Caro Giro, dagli alpini beoni che hanno invaso Torino ai messinesi speranzosi che hanno acclamato l'ultimo principino del ciclismo italiano, abbiamo visto anche tante facce di italiani, in questi giorni. Anche quelle sinceramente commosse dalla tragedia di Wouter Weylandt, quelle che hanno applaudito il passaggio della carovana nel giorno del triste funerale ciclistico di quello sfortunato ragazzo belga che quasi nessuno conosceva, tra quelli che ne hanno acclamato la memoria con quei numeri 108 esibiti in maniera via via meno sentita, dopo il primo giorno, e via via più pelosa, ahinoi, uno striscione in cambio di un'inquadratura, nell'obbligo di condividere a fini anche televisivi la tragedia, qualsiasi tragedia, in fondo siamo la gente che stava 24 ore in fila per guardare con un pizzico di morbosità (e per poter dire: "Io c'ero!") una salma recentemente diventata santa per le burocrazie ecclesiastiche.

Il paese dell'"io tifo per tutti" (ma spesso solo perché chi lo dice in realtà non conosce nessun ciclista...) è forse un'altra faccia del "sono tutti uguali" che si traduce nel "tanto peggio tanto meglio" e che è cugino di primo grado del "ci piace l'uomo forte che decide tutto lui". Ma mentre il rocker giustamente canta che "da qua se ne vanno tutti", e il precariato pervade corpi menti e sogni e speranze, lasciando dietro di sé macerie di depressione cosmica, e mentre un'intera generazione di giovani va a remengo dalla mattina alla sera, ci viene il sospetto che forse ci meritiamo qualcosa di meglio, qualcosa di più.

Perché poi è (strano ma) vero che il Giro unisce, che ci porta incontro ad amici che non vedevamo da una vita, che ci fa riscoprire angoli d'Italia che avevamo dimenticato, e starci dentro è peraltro come muoversi in una bolla dimensionale altra, al riparo dalle brutture quotidiane - per esempio - di una campagna elettorale fatta e pensata invece per dividere, un altro luogo dello spirito che ci è giunto, in questa carovana rosa, ovattato e lontano, da cui ci siamo volentieri riparati pensando alle vicende di Contador e Nibali, Petacchi e Cavendish, Weening e De Clercq, come se poi non dovessimo più tornare a casa a ripiombare nella prossima campagna elettorale (ce n'è sempre una dietro l'angolo).

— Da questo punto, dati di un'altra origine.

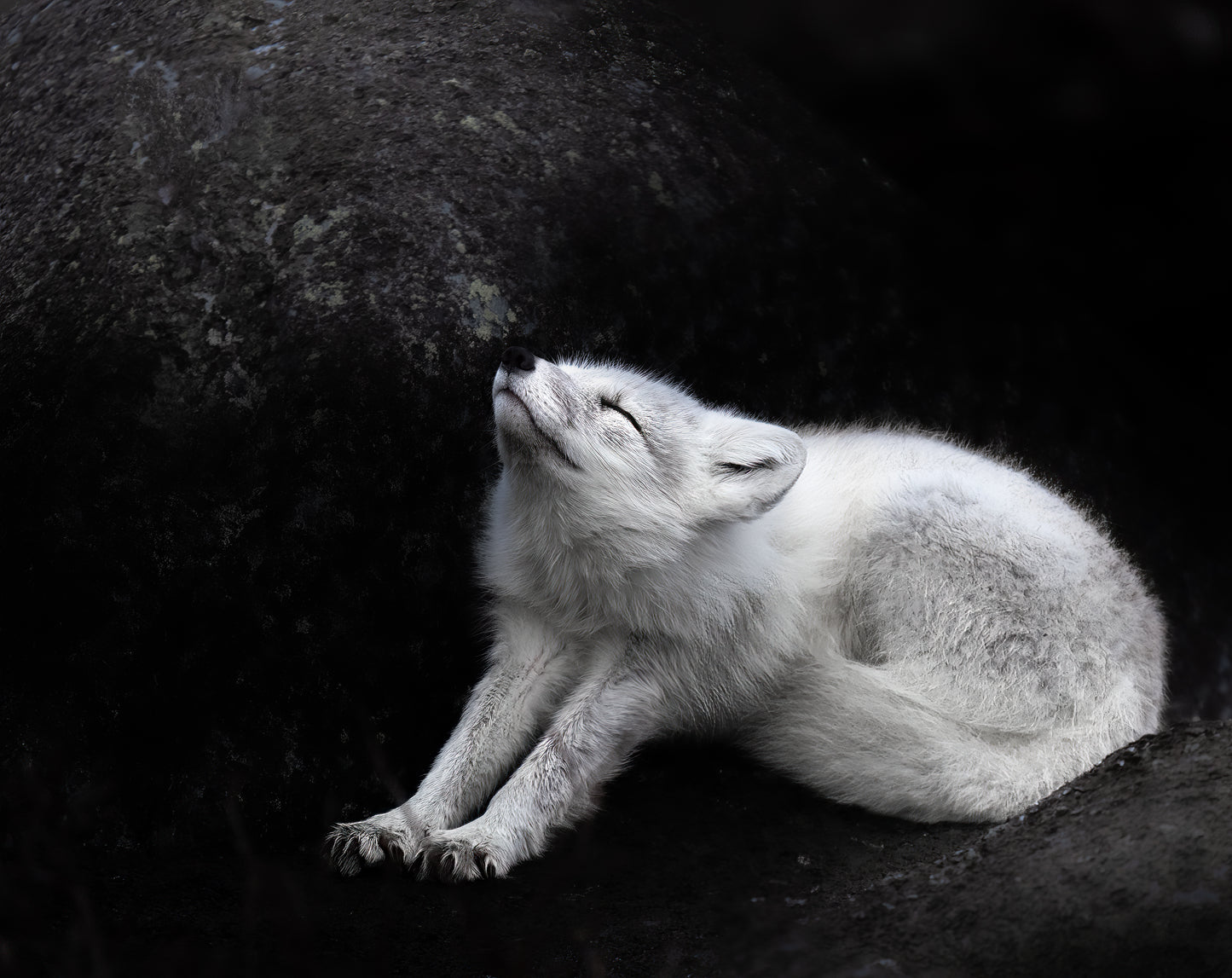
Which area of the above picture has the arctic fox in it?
[327,347,1165,881]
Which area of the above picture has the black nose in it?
[500,346,535,373]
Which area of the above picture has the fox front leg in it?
[419,678,656,882]
[325,613,564,876]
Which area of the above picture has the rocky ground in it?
[0,0,1232,975]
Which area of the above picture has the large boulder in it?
[0,0,918,844]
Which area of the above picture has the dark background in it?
[0,0,1232,975]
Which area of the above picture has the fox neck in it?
[482,477,781,638]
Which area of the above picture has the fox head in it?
[493,347,806,563]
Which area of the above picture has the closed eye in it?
[599,398,642,435]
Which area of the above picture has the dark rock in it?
[0,0,905,842]
[0,0,1232,975]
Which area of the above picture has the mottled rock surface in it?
[0,0,1232,975]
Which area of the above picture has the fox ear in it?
[707,413,807,520]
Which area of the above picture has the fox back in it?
[332,347,1165,879]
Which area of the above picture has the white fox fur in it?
[329,347,1165,881]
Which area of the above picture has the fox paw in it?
[418,828,512,883]
[325,808,427,876]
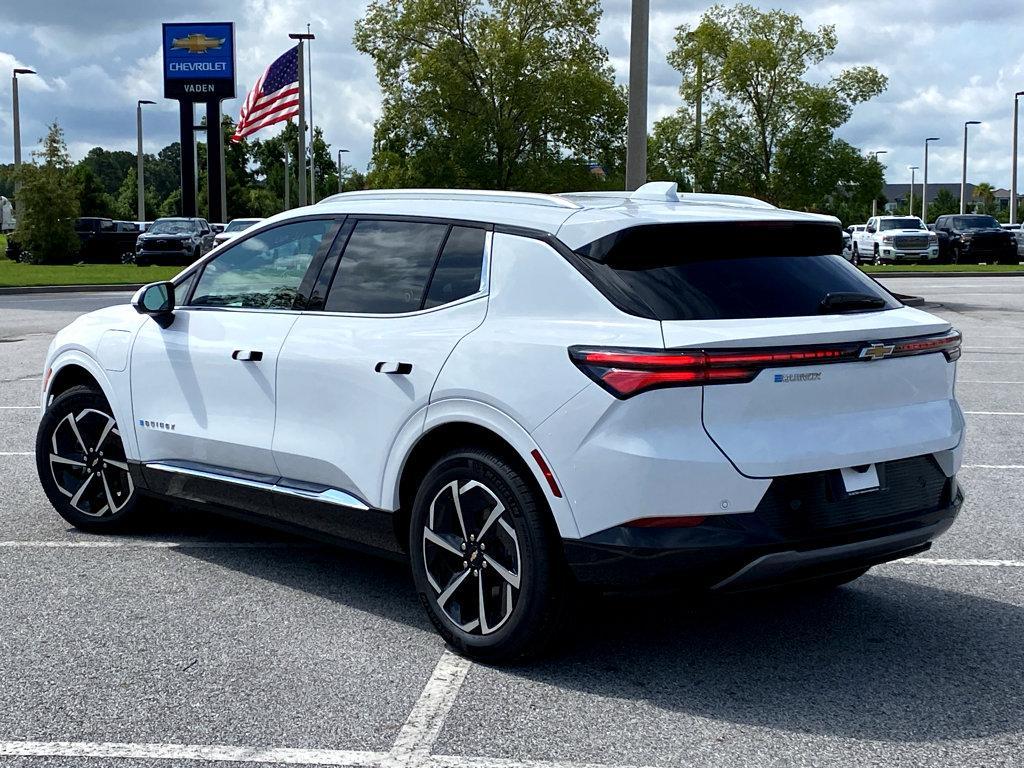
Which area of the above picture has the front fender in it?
[381,398,580,539]
[40,347,138,460]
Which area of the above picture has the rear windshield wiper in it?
[818,291,886,314]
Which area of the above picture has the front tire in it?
[36,386,139,531]
[409,448,569,661]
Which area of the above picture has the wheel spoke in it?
[476,571,490,633]
[476,502,505,540]
[67,414,89,454]
[421,528,462,558]
[437,568,469,609]
[96,417,117,452]
[483,553,519,590]
[71,475,96,508]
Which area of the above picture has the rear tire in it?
[36,386,139,531]
[409,448,570,663]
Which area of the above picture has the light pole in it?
[338,149,348,193]
[288,32,316,206]
[906,166,919,216]
[10,67,36,199]
[869,149,889,216]
[135,98,157,221]
[961,120,981,214]
[921,136,939,226]
[1010,91,1024,224]
[626,0,650,189]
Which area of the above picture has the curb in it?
[864,269,1024,277]
[0,283,145,296]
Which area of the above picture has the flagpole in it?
[288,33,312,207]
[306,22,316,203]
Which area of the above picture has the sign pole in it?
[178,100,196,216]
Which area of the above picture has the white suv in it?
[37,183,964,659]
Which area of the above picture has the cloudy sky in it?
[0,0,1024,186]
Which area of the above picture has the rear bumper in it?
[563,478,964,591]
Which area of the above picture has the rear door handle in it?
[374,360,413,374]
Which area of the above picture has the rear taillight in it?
[569,330,961,398]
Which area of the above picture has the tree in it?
[354,0,626,190]
[13,121,79,264]
[654,4,887,207]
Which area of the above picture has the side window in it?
[325,219,449,313]
[190,219,333,309]
[423,227,486,307]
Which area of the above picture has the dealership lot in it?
[0,277,1024,766]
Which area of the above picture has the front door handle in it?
[374,360,413,374]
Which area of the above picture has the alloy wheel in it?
[423,480,522,635]
[49,409,135,518]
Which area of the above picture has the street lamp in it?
[906,166,920,216]
[1010,91,1024,224]
[921,136,939,225]
[868,149,889,216]
[338,149,348,193]
[135,98,157,221]
[10,67,36,199]
[961,120,981,214]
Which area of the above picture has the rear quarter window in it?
[579,222,900,321]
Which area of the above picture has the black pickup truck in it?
[935,214,1020,264]
[75,216,138,264]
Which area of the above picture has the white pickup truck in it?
[853,216,939,264]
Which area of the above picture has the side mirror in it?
[131,281,174,329]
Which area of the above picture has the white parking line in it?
[388,649,472,766]
[891,558,1024,568]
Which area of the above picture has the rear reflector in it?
[569,330,961,398]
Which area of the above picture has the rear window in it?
[578,223,900,321]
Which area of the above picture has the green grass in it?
[0,264,181,286]
[860,264,1024,274]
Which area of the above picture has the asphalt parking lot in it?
[0,277,1024,767]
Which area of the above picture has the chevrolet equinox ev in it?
[36,182,964,660]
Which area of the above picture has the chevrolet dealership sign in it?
[164,22,234,101]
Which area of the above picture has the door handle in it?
[374,360,413,374]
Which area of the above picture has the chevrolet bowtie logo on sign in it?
[171,32,225,53]
[860,342,896,360]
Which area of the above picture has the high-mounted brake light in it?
[569,330,961,398]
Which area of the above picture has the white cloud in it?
[0,0,1024,186]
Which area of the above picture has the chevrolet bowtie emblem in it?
[860,342,896,360]
[171,32,226,53]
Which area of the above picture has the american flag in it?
[231,46,299,141]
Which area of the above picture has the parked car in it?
[1002,222,1024,260]
[36,182,964,660]
[853,216,939,264]
[135,216,213,266]
[935,214,1020,264]
[74,216,138,264]
[213,219,263,246]
[0,195,17,233]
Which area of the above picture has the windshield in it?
[150,219,193,234]
[879,216,925,231]
[953,216,999,229]
[224,219,257,232]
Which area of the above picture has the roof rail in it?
[319,189,582,209]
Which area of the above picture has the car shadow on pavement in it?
[117,512,1024,742]
[513,575,1024,742]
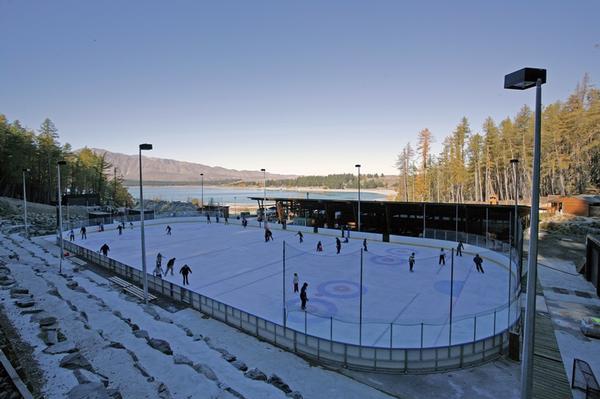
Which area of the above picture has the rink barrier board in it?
[64,241,518,373]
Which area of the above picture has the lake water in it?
[127,186,385,205]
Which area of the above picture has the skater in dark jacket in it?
[179,265,192,285]
[100,243,110,256]
[165,258,175,276]
[300,283,308,310]
[473,254,483,273]
[456,240,465,256]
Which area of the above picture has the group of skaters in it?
[152,252,192,285]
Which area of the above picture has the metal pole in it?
[282,241,286,327]
[56,163,65,273]
[521,79,542,399]
[358,248,363,345]
[506,213,512,330]
[23,169,29,238]
[448,248,454,346]
[139,148,148,303]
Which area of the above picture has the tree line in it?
[396,75,600,202]
[0,114,133,206]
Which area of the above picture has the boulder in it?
[244,368,267,381]
[147,340,173,355]
[60,352,94,372]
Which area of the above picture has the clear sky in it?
[0,0,600,174]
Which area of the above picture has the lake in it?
[127,186,385,205]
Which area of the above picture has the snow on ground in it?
[65,219,516,347]
[0,235,396,398]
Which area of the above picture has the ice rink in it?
[65,218,517,348]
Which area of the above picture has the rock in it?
[267,374,292,394]
[60,352,94,372]
[173,354,194,366]
[244,368,267,381]
[133,330,150,341]
[148,338,173,356]
[67,382,110,399]
[192,363,219,381]
[15,299,35,308]
[231,360,248,371]
[38,316,56,327]
[42,341,79,355]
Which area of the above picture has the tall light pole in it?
[139,144,152,303]
[200,173,204,213]
[56,161,67,273]
[260,168,267,229]
[23,169,31,238]
[504,68,546,399]
[354,164,360,231]
[510,159,521,279]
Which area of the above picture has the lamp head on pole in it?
[504,68,546,90]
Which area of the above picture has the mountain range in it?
[91,148,298,183]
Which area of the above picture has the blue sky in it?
[0,0,600,174]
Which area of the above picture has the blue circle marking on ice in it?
[385,248,419,259]
[285,296,338,323]
[317,280,367,298]
[433,280,465,296]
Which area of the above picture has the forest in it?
[0,114,133,206]
[396,75,600,202]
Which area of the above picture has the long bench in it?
[108,276,156,301]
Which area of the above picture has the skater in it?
[438,248,446,265]
[456,240,465,256]
[156,252,162,267]
[153,262,166,278]
[165,258,175,276]
[294,273,298,292]
[179,265,192,285]
[300,283,308,310]
[473,254,483,273]
[100,243,110,256]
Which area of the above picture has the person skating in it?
[473,254,483,273]
[294,273,299,292]
[456,240,465,256]
[179,265,192,285]
[317,241,323,252]
[438,248,446,265]
[165,258,175,276]
[100,243,110,256]
[300,283,308,310]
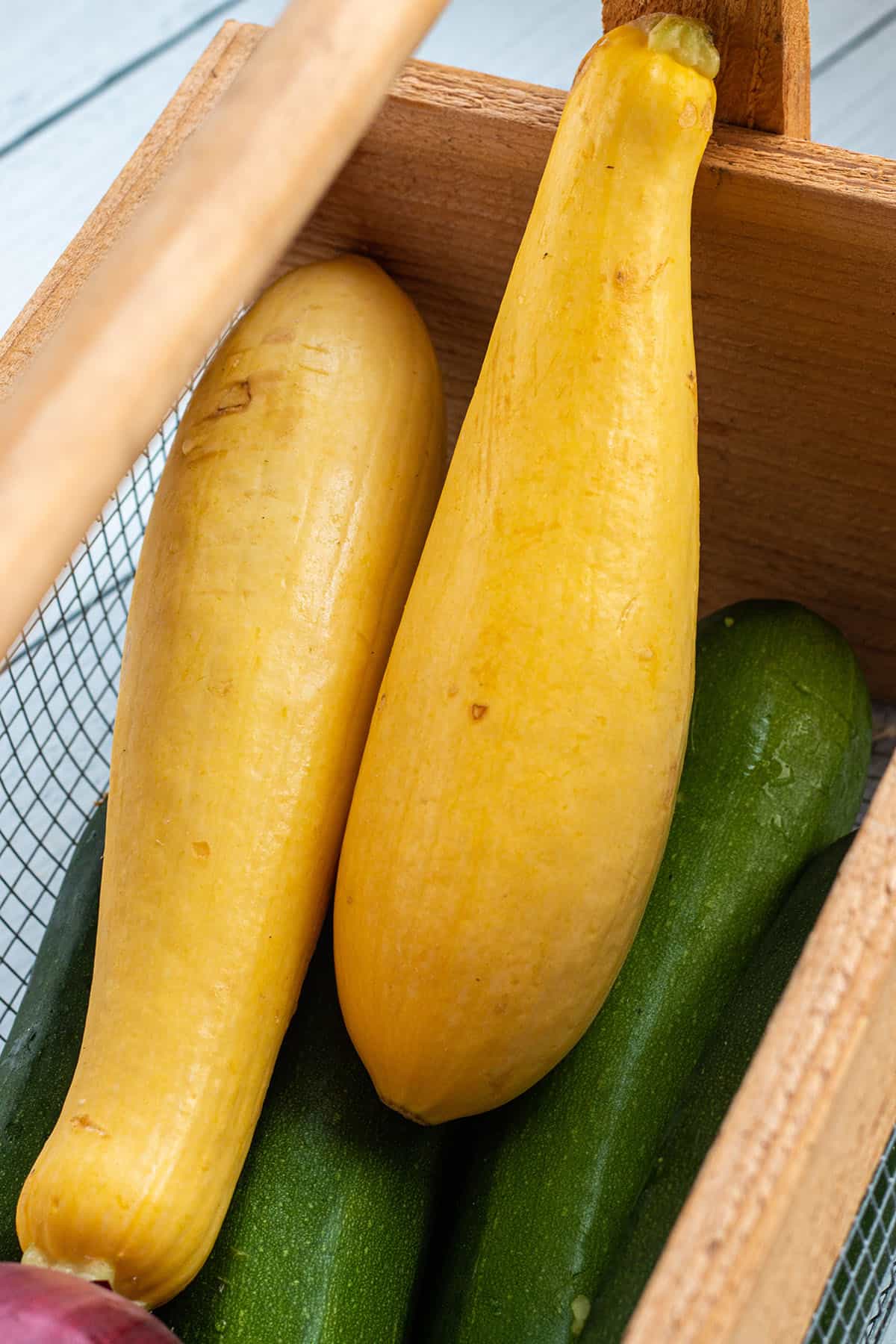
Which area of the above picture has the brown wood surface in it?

Caro Giro, grazie perché ci unisci, in un paese che la politica scientemente disgrega, grazie perché ci fai sorridere e pensare, perché ci diverti e in fondo grazie semplicemente perché esisti. E perché ci ricordi che c'è sempre una fuga possibile. Non dall'Italia, né dalla realtà, ma una fuga in avanti, verso il traguardo che ognuno ha e si pone. Spessissimo si verrà ripresi dal gruppo, rifagocitati dalla massa. Ma chiedetelo a un ciclista: provarci, scattare, tentare di inseguire un sogno: ne vale sempre la pena.